A story from the January 30 issue of the Christian Science Monitor, describes what may be considered a serious misstep in the International Criminal Court's (ICC) first trial for war crimes. It was in a case that had been years in preparation by the prosecutor Luis Moreno-Ocampo, against Thomas Lubanga, charged with recruiting 30,000 child soldiers in the Democratic Republic of Congo.
The recantation of his testimony be a former child soldier, took the participants totally by surprise at the trial. This inauspicious start to the Court's first case seem to indicate some serious lapses in the Court's responsibility toward its witnesses.The Monitor article states that "Lorraine Smith, of the International Bar Association office at The Hague, points out that ICC judges a year ago adopted a rule disallowing the defense from "proofing" its witnesses – advocating instead a "witness familiarization" approach that is carried out by another court agency."
Some background on these legal concepts of "proofing" and "familiarization" can be found in an article (Developing a System of Justice at the International Criminal Court ) that was mentioned in a previous blog posting, written by an American judge, Joshua Weinstein, in the 2007 California Courts Review. He had spent two and a half months with the staff of the ICC.
In that article he writes, "Witness familiarization and proofing are commonplace practices in the United States. But they are either illegal or unethical in almost all other jurisdictions. Familiarization is simply informing a witness about what to expect in court, explaining how the court process works and what his or her role will be—in other words, explaining the physical layout of the courtroom; the role of the judge (or judges in the case of the ICC), attorneys, and witnesses; and how the testimony will proceed. Proofing is what we in California would call witness preparation and consists of reviewing the witness’s prior statements and expected testimony."
He says that "...the ICC itself has a victim and witness unit that could conduct familiarization and proofing." The witness unit is to be a neutral actor "...whose obligation is to discover the truth and maintain the well-being of witnesses,..."
Given what happened at the trial, one would have to conclude that the witness unit failed on both counts. The child witness was certainly afraid of being clearly identified in the presence of the warlord that he was accusing.
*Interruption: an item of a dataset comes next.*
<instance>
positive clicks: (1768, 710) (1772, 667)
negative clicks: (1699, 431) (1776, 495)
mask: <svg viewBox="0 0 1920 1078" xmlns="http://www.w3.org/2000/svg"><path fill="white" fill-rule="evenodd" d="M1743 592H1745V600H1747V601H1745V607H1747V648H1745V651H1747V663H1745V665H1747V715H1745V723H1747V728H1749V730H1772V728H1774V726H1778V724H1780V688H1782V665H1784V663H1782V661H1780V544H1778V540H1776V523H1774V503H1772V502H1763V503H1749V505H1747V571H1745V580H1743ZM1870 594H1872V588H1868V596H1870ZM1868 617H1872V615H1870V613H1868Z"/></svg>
The article quotes Paul Williams, an international legal expert at American University in Washington, that "In the Yugoslav and Rwanda tribunals, combatants could testify as 'Witness X' from a separate room, using a voice modulator. The right for the defendant to confront his or her accuser does not require that they be face to face, but means that they can hear clearly what the witness says."
The witness unit's lack of meaningful "familiarization" and its apparent failure to "maintain the well being of witnesses", has also resulted in the frustration of the Court's mission "to discover the truth".